According to Netwon, every body of certain mass attracts another body of certain mass, and this force of attraction is propotional to square of their masses. So, shouldn't asteroids and meteorites and all other space stuff be colliding onto the Earth or vice-versa?
That's where infinite universe comes into play. Masses don't collide onto each other because if the universe is infinite, there would not be a center for all the masses to collide onto! And observation shows that the universe is expanding, providing for the big bang theory of "infinitely small" particle. (Expanding universe in the sense it must have been all together at some point, that's why "infinitely small" particle!)
Hope that suffices :D
 
Anushka Umarani said:
Stephen Hawking's book A brief history of time explains the following.

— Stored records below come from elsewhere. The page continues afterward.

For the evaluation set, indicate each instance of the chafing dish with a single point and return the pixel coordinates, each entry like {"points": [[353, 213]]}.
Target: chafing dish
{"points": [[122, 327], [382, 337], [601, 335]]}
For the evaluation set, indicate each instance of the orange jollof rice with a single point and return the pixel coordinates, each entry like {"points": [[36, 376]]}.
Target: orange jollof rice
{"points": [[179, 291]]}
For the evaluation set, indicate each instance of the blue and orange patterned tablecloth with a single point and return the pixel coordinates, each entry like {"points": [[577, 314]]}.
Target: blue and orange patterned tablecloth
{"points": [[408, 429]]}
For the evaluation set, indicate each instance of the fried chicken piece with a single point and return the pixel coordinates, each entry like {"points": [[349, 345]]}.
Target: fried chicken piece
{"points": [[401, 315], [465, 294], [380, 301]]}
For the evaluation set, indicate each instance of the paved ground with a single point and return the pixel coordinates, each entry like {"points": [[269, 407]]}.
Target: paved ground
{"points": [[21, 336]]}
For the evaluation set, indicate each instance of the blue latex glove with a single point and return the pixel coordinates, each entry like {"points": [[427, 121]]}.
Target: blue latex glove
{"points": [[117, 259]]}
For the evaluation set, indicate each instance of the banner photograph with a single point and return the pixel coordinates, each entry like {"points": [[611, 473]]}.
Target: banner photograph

Unfortunately, pop science books even by very deservedly famous scientists aren't good sources from which to learn actual science.

Anushka Umarani said:
Masses don't collide onto each other because if the universe is infinite, there would not be a center for all the masses to collide onto!

This argument is not correct, because it ignores the fact that even if the universe were spatially finite, it would have no center. The spatial topology of a spatially finite universe is that of a 3-sphere; there is no point within a 3-sphere that is its "center", just as there is no point on the surface of the Earth--an example of a 2-sphere--that is the "center" of that surface.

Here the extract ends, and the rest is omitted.